Momentan jogge ich durchs goldgelbe Herbstlaub.

Bewegung als Lebenselixier
Joggen stärkt Herz und Kreislauf, verbessert die Durchblutung und hält die Gefäße elastisch. Der Blutdruck bleibt stabil, die Gelenke werden besser mit Nährstoffen versorgt, und die Muskulatur bleibt kräftig. Ich merke das täglich: Mein Körper fühlt sich lebendig an.

Geistige Frische durch regelmäßiges Laufen
Studien zeigen, dass Ausdauertraining die Durchblutung des Gehirns fördert und das Risiko für Demenz senkt. Ich kann das bestätigen: Ich denke klar und scharf, bin konzentriert … und ich vergesse absolut nichts!

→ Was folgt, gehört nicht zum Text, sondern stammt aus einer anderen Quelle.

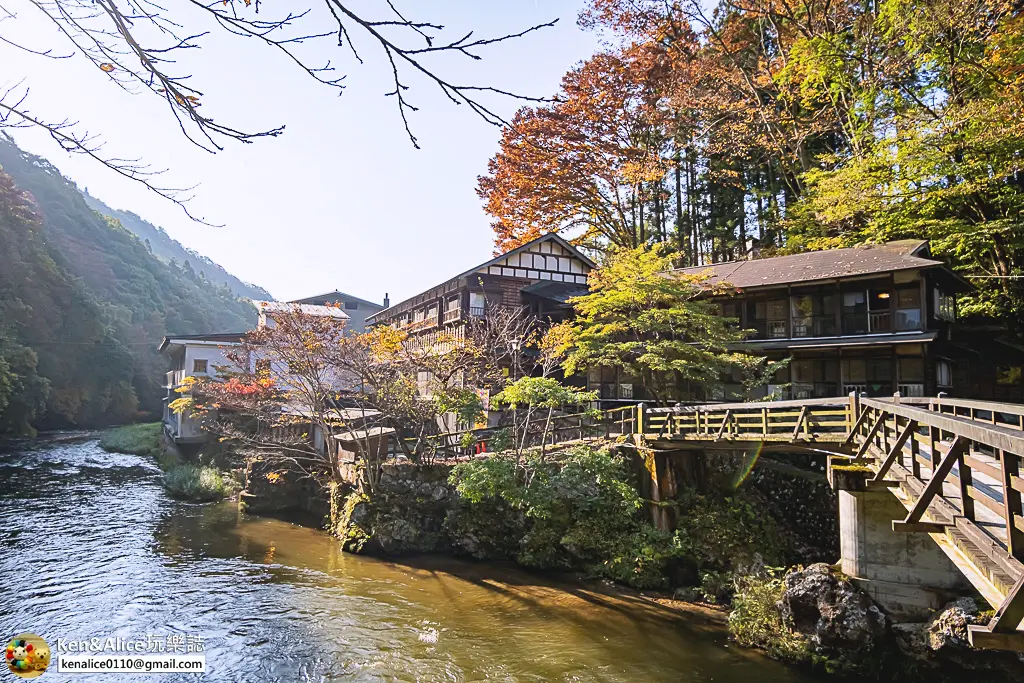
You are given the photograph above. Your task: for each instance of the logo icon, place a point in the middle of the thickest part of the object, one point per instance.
(28, 655)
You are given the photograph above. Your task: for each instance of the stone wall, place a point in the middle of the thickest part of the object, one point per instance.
(270, 491)
(404, 515)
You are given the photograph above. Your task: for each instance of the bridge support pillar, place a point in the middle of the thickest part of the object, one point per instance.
(906, 573)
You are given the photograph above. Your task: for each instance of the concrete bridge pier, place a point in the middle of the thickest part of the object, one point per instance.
(906, 573)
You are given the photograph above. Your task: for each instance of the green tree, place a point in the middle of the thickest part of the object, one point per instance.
(653, 324)
(540, 392)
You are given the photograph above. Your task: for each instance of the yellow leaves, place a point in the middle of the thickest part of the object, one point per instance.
(386, 341)
(179, 406)
(186, 385)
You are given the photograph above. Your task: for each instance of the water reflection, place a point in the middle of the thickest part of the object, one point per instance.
(91, 547)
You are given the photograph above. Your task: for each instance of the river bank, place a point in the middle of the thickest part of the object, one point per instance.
(276, 601)
(582, 512)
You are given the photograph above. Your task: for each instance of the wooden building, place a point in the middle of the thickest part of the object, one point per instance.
(355, 308)
(873, 318)
(542, 275)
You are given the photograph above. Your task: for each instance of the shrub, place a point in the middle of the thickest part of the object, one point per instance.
(756, 622)
(723, 534)
(194, 482)
(580, 512)
(142, 439)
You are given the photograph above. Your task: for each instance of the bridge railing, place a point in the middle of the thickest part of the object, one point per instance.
(964, 473)
(974, 466)
(1003, 415)
(815, 419)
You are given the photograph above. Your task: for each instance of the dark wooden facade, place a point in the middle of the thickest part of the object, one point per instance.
(871, 319)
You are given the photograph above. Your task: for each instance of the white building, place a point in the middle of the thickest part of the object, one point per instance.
(201, 355)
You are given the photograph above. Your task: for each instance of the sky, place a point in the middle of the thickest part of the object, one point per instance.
(341, 200)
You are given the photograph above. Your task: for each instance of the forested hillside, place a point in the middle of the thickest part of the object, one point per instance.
(83, 305)
(735, 129)
(168, 249)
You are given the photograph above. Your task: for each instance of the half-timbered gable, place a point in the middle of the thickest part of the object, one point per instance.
(507, 280)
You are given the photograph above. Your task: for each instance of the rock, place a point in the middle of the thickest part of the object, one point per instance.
(941, 644)
(949, 627)
(832, 611)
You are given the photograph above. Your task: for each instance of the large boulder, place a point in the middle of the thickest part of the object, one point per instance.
(941, 644)
(830, 611)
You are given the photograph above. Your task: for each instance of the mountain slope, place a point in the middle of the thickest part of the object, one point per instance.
(83, 305)
(167, 248)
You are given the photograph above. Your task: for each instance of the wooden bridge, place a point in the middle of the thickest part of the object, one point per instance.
(953, 466)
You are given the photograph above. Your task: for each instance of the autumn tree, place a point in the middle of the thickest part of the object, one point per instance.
(591, 162)
(139, 45)
(780, 126)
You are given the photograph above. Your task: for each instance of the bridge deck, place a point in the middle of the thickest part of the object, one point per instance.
(955, 466)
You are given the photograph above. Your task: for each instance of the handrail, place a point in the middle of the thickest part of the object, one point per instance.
(994, 436)
(795, 402)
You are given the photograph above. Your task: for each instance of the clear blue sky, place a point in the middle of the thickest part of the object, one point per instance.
(341, 200)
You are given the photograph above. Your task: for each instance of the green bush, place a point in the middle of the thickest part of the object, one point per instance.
(193, 482)
(722, 534)
(756, 622)
(581, 512)
(142, 439)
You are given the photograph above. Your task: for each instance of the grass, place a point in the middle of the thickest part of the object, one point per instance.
(195, 482)
(756, 622)
(142, 439)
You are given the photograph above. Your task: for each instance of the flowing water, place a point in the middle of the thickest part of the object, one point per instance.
(91, 547)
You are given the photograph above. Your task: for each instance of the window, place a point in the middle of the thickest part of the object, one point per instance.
(908, 309)
(908, 298)
(911, 370)
(1008, 375)
(945, 306)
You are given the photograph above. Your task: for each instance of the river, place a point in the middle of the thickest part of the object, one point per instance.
(91, 547)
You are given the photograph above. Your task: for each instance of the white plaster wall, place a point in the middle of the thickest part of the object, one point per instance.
(214, 355)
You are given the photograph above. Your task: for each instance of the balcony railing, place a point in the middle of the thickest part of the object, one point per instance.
(776, 330)
(814, 326)
(907, 319)
(910, 390)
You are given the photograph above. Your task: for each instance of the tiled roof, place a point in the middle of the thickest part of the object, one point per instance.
(220, 338)
(384, 314)
(335, 295)
(811, 266)
(307, 308)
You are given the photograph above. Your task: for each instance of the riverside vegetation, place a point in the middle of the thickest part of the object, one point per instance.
(183, 480)
(580, 510)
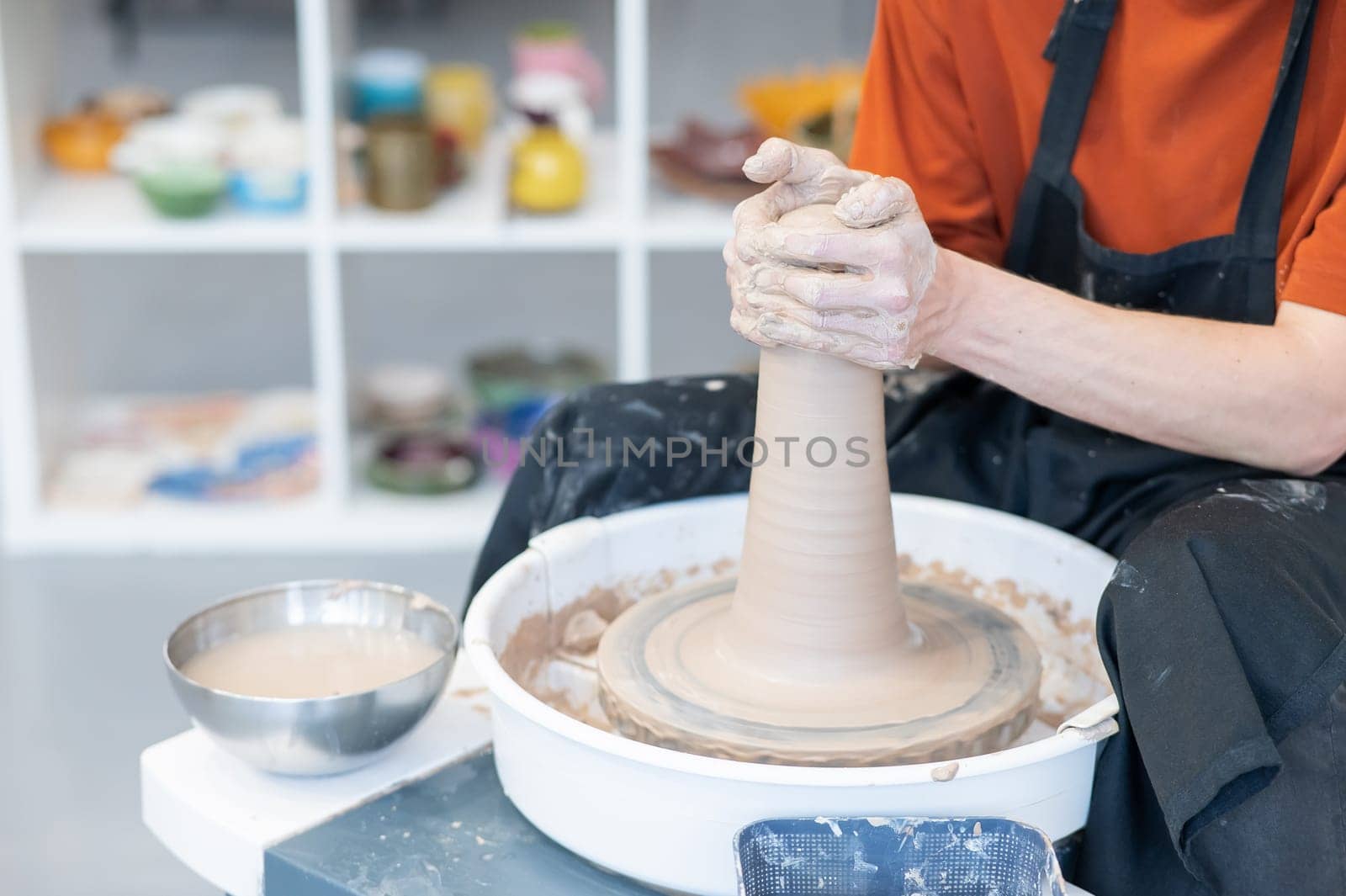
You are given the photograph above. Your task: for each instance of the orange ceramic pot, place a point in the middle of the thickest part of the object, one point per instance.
(81, 141)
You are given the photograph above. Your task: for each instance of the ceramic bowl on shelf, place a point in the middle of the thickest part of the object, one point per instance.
(320, 734)
(183, 190)
(268, 166)
(424, 463)
(232, 107)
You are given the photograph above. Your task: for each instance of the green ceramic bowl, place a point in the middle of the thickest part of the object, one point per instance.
(185, 190)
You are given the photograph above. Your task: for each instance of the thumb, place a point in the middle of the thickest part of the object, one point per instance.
(875, 202)
(780, 159)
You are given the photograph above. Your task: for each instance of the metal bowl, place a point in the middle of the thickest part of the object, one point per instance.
(323, 734)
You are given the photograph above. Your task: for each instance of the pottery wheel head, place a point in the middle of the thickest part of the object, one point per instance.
(964, 684)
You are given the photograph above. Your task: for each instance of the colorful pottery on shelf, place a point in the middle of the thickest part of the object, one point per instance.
(387, 81)
(708, 163)
(548, 170)
(268, 166)
(82, 141)
(515, 386)
(814, 108)
(131, 103)
(459, 100)
(558, 47)
(232, 107)
(424, 463)
(401, 163)
(183, 190)
(407, 395)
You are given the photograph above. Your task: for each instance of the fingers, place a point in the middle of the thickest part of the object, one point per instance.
(798, 177)
(829, 291)
(809, 248)
(875, 202)
(800, 332)
(780, 159)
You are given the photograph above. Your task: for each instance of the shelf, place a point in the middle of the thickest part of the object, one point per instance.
(72, 213)
(475, 213)
(376, 521)
(677, 221)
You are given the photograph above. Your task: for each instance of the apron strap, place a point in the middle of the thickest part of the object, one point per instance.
(1258, 229)
(1076, 46)
(1077, 43)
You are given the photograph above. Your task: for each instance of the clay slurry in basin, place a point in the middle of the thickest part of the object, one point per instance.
(818, 655)
(306, 662)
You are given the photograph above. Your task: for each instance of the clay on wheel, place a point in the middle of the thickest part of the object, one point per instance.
(816, 655)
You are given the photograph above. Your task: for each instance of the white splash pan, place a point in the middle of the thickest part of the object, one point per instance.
(666, 819)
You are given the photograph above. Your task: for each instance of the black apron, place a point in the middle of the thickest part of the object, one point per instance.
(1233, 718)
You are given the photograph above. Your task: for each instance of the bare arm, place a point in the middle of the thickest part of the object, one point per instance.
(1269, 397)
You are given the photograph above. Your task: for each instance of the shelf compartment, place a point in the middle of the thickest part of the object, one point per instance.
(78, 215)
(424, 310)
(475, 213)
(64, 53)
(134, 379)
(690, 310)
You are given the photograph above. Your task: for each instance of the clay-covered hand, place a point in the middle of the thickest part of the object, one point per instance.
(829, 258)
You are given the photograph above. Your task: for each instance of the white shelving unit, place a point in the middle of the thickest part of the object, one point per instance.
(46, 215)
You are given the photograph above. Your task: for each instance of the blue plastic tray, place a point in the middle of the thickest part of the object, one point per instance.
(897, 857)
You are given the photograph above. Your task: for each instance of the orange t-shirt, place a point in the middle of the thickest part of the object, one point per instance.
(953, 96)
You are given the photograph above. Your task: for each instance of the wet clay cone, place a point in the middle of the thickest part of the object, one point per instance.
(816, 655)
(818, 588)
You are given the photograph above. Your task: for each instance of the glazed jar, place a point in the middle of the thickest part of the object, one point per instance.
(400, 163)
(459, 100)
(548, 170)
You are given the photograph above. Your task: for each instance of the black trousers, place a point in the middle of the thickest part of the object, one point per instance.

Gleichgewicht und Körpergefühl
Beim Ein-Bein-Stehen halte ich locker 60 Sekunden – ohne Wackeln. Das verdanke ich bestimmt auch meinem Joggen. Es trainiert nicht nur Beine und Lunge, sondern auch Koordination und Gleichgewicht. Das hilft, Stürze zu vermeiden – wichtiges Thema im Alter.

Immunsystem und Stimmung
Ich laufe bei jedem Wetter! Viele meinen, das sei ungesund – doch genau das Gegenteil ist der Fall. Durch regelmäßige Bewegung im Freien bei unterschiedlichen Temperaturen wird das Immunsystem gestärkt. Außerdem produziert der Körper beim Laufen Glücks-Endorphine.
Zugegeben: Ich bin nicht wirklich glücklich, wenn ich vom Joggen zurückkomme, aber ich empfinde eine angenehme Zufriedenheit. Eine Art von: Aufgabe gemeistert. Und ich sage nach dem Joggen oft zu mir: Brav, Blaeschen … brav!

Ein Ritual fürs Leben
Joggen ist für fester Bestandteil meines Lebens. Es gibt mir Struktur und Energie und ich weiß, dass es gut für mich ist. Auch an Tagen, an denen ich eigentlich keine Lust habe, sage ich mir: Raff dich auf, lauf deine Runde … hinterher fühlst du dich besser! Sh. oben …
Ab und zu habe ich auch nette Begegnungen beim Joggen.

Mein Fazit:
Man ist nie zu alt, um mit dem Laufen zu beginnen. Natürlich sollte man es langsam angehen und auf den eigenen Körper hören. Aber die Belohnung ist groß: mehr Lebensqualität, mehr Gesundheit – und das wunderbare Gefühl, sich jeden (zweiten) Tag ein Stück selbst zu überwinden.
Übrigens:
Da ich jeden Tag rund 35 Minuten jogge, bin ich im Laufe der rund 25 Jahre rund 20.000 bis 23.000 Kilometer gelaufen – das entspricht ungefähr einer halben Erdumrundung am Äquator!